2020 Fiscal Year Research-status Report
形式意味論と言語処理の融合による構成的言語モデルの開発
Project/Area Number |
20K19868
|
Research Institution | Institute of Physical and Chemical Research |
Principal Investigator |
谷中 瞳 国立研究開発法人理化学研究所, 革新知能統合研究センター, 特別研究員 (10854581)
|
Project Period (FY) |
2020-04-01 – 2024-03-31
|
Keywords | 自然言語処理 / 自然言語推論 / 事前訓練済み言語モデル / 構成性原理 / 体系性 / 単調性 / 推移性 / 人工知能 |
Outline of Annual Research Achievements |
文の意味を計算処理可能な形式で表し、文と文との意味的関係を判定する含意関係認識技術の実現は、計算機による人間らしい言語理解の実現に向けて解決すべき最重要課題である。
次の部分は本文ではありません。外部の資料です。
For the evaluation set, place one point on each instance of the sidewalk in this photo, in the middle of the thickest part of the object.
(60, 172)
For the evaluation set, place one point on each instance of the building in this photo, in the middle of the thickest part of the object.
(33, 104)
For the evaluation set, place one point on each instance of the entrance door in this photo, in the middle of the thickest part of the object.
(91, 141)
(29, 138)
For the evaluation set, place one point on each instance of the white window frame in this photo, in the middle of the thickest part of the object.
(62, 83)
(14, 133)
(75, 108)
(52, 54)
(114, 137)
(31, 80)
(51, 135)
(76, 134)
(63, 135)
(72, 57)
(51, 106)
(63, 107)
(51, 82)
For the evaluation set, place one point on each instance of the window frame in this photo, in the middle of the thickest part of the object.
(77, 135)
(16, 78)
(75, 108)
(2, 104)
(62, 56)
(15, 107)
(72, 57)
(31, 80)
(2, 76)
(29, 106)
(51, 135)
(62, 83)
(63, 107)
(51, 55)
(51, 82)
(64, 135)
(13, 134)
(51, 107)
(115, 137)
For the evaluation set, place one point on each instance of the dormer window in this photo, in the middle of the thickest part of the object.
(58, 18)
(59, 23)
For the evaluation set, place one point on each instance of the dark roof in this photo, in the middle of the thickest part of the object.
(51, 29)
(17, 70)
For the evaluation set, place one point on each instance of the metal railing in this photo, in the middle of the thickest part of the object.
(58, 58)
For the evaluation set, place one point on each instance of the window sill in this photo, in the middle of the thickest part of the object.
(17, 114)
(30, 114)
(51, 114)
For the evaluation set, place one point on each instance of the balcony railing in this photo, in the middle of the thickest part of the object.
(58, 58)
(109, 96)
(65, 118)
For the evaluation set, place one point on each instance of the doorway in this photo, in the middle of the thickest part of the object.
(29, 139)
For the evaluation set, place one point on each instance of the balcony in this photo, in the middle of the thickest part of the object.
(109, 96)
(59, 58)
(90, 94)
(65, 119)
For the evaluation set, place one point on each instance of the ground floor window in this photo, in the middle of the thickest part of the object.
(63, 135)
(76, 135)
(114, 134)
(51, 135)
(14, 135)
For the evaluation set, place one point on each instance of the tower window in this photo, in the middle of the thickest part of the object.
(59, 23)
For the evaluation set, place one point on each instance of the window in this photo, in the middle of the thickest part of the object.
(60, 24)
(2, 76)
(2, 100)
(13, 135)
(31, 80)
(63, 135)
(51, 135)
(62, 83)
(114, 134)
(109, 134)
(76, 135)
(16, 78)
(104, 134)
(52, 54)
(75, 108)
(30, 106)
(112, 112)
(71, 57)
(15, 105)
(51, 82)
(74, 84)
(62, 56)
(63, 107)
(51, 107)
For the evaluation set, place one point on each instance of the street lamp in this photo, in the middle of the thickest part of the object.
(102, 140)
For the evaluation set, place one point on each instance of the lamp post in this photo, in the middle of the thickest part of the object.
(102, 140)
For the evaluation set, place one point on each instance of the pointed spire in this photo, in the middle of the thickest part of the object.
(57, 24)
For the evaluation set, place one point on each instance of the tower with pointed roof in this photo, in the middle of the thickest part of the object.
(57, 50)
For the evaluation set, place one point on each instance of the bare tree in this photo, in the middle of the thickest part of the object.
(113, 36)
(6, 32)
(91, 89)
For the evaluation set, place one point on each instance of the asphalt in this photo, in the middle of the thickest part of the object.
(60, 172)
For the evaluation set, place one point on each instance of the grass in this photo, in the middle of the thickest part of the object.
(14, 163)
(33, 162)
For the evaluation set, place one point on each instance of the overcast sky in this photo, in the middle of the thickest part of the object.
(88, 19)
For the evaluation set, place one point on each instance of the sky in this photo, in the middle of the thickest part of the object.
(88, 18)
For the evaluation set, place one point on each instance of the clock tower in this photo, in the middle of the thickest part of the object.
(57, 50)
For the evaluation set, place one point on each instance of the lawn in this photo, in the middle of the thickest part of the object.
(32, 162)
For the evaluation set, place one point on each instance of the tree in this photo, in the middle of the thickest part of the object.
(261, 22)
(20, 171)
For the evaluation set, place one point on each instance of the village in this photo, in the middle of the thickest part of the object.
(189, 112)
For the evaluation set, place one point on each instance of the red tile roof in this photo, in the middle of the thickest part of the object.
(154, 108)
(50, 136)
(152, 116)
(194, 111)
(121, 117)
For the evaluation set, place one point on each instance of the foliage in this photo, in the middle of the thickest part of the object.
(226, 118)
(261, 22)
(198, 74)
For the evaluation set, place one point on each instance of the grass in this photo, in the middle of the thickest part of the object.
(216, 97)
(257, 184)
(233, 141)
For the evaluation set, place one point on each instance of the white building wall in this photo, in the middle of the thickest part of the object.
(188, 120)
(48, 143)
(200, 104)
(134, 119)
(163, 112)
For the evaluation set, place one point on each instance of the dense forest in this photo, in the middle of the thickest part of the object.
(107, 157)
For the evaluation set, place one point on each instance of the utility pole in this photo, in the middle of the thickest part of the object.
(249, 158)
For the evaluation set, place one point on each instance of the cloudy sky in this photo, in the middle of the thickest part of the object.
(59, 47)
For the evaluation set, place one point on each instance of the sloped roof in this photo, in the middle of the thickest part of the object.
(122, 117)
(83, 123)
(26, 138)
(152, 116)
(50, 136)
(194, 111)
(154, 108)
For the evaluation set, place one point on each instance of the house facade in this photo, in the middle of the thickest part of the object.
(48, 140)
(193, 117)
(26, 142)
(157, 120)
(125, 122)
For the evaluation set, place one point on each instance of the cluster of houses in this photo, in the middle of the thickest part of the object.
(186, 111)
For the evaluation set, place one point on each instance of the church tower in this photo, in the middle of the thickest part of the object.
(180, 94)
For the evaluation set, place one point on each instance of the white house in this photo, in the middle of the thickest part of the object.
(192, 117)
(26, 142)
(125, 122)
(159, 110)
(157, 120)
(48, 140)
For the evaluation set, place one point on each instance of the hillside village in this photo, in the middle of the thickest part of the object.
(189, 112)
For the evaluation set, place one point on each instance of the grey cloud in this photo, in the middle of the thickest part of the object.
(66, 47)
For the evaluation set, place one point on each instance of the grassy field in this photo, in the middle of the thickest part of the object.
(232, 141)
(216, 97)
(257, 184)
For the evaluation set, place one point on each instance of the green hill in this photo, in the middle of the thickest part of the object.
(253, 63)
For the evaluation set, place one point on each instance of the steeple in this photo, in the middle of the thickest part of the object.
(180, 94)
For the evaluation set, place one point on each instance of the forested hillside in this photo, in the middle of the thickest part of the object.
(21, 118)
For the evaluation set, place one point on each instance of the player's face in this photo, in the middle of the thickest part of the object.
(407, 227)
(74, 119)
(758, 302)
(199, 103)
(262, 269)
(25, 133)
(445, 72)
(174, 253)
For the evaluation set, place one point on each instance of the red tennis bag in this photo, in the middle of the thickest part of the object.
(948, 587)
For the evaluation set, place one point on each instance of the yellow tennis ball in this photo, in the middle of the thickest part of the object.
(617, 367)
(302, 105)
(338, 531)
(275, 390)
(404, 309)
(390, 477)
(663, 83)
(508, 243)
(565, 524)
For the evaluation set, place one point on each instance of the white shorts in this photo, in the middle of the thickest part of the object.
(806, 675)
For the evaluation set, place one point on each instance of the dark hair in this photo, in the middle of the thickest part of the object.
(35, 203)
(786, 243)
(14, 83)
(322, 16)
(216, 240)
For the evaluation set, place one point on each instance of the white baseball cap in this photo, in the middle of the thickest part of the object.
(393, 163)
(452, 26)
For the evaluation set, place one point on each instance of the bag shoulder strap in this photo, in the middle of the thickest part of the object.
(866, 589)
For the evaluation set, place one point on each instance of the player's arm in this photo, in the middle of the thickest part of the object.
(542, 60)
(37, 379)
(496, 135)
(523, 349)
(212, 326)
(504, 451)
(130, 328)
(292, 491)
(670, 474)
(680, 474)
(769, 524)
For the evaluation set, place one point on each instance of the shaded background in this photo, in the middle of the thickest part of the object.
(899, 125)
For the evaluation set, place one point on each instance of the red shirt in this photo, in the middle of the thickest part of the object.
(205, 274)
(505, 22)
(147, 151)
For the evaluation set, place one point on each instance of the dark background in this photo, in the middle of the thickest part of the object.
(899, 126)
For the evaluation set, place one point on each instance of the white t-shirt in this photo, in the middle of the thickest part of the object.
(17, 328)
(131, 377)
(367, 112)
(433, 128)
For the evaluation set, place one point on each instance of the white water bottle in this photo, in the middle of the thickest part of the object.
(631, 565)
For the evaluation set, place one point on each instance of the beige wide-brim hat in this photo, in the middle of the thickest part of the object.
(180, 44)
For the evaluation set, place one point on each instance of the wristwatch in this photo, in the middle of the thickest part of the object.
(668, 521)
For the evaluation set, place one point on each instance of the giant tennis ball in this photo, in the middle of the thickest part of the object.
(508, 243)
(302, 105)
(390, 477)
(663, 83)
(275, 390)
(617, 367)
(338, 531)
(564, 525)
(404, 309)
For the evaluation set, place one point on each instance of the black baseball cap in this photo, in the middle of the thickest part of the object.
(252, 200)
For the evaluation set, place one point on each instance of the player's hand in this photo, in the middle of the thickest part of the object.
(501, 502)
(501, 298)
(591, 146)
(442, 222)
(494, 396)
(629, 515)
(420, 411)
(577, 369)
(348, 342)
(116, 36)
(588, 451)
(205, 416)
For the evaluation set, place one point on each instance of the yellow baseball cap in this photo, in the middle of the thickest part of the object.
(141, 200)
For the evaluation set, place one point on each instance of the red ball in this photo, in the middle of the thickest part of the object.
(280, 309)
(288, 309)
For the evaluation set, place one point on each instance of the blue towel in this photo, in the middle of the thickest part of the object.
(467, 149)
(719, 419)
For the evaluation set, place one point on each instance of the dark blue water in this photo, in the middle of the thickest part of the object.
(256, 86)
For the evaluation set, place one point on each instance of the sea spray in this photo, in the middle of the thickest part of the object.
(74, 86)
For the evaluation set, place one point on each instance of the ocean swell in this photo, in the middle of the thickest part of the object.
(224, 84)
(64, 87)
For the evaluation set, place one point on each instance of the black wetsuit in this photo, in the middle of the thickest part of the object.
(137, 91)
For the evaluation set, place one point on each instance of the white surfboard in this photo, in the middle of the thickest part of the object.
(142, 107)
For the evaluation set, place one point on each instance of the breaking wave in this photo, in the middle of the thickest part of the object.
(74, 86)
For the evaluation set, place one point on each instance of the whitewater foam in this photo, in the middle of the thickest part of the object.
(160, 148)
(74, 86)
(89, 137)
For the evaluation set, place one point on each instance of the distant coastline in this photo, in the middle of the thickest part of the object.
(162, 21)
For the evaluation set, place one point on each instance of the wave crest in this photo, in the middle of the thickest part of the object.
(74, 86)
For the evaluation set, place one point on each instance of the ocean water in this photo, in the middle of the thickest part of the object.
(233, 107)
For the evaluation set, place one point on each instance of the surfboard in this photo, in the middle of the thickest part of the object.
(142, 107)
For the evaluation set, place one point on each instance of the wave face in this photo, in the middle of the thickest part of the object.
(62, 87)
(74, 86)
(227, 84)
近年、深層学習のモデルを用いた含意関係認識の研究が盛んに行われているが、深層学習のモデルは文の構成的な意味におけるモデルの表現力は明らかではなく、未知のデータに対する頑健性が不透明である。そこで本研究では、現行の深層学習モデルの文の構成的な意味における表現力を明らかにするとともに、表現力の向上を目指す。本年度は、【研究課題1】文の構成性原理に基づく言語モデルの評価システムの開発について、主に次の2つの成果が得られた。 研究成果1. monotonicity(単調性)に基づく深層学習モデルの汎化性能の分析手法の開発 現行の深層学習のモデルが学習データからどの程度言語の性質を汎化して学習しているかについて、形式意味論において重要な言語現象の一つであるmonotonicity(単調性)を用いて分析する手法を開発した。開発した手法で現行の深層学習のモデルを評価した結果、一部のモデルでは様々なパターンから構成される文の意味を暗記できる可能性は残されているものの、現行のモデルは学習データから否定や量化などの言語現象の組み合わせや、関係節のような再帰的な構文構造を伴う文の意味を体系的に学習することに課題があることを明らかにした。 研究成果2. 推移性に基づく推論の体系性の分析手法の開発 研究成果1.を踏まえ、現行の深層学習のモデルが学習データから自然言語の推論を体系的に学習できているか分析するため、推移性(A→B、B→CからA→Cを導く推論)を捉えているかに着目してモデルを分析する手法を開発した。開発した手法を用いて現行の深層学習の基本的なモデルを評価した結果、現行のモデルは体系的には推移性を学習できていないことが示唆された。
|
Current Status of Research Progress |
Current Status of Research Progress
1: Research has progressed more than it was originally planned.
Reason
本年度は、【研究課題1】文の構成性原理に基づく言語モデルの評価システムの開発について上述の研究成果1, 2が得られた。当初の計画では、本研究課題1を2021年度まで行う予定であったが、この課題は古くから認知科学分野において議論されている、ニューラルネットワークが人間のように言語の構成性を捉えられているのかという本質的な問題へと、想定以上の展開を見せることとなった。研究成果1は自然言語処理のトップカンファレンスである査読付き国際会議ACL2020に採択され、また、人工知能学会第34回全国大会にて優秀賞を受賞した。研究成果2は査読付き国際会議EACL2020に採択された。これらの研究成果は大きな成果であると考えられる。
|
Strategy for Future Research Activity |
【研究課題1】文の構成性原理に基づく言語モデルの評価システムの開発については、初年度では深層学習に基づく基本的な自然言語推論モデルの性能を評価する手法を開発したが、これまでに開発した手法は意味解析や文法訂正などの他の自然言語処理のタスクに特化した深層学習のモデルの汎化性能評価にも展開できる可能性があり、今後様々なタスクにおける評価システムを検討していく。 また、【研究課題2】データ拡張と学習アルゴリズムの改良による構成的言語モデルの開発 についても関連研究の調査を進め、検討していく。
|
Causes of Carryover |
今年度は新型コロナの影響により、国際学会・国内学会がすべてオンライン開催となり、旅費が全く使われなかったため、また、今年度当初はPCなどのハードウェアの購入を予定していたが、これまでに使用していたハードウェアを問題なく利用できたため、それらで使用しなかった分を次年度に繰越すことにした。また、次年度は異動により配属された学生のPC購入などの物品購入が増える可能性を考慮すると、当初の請求額と繰越した額の合計金額を使用する見込みである。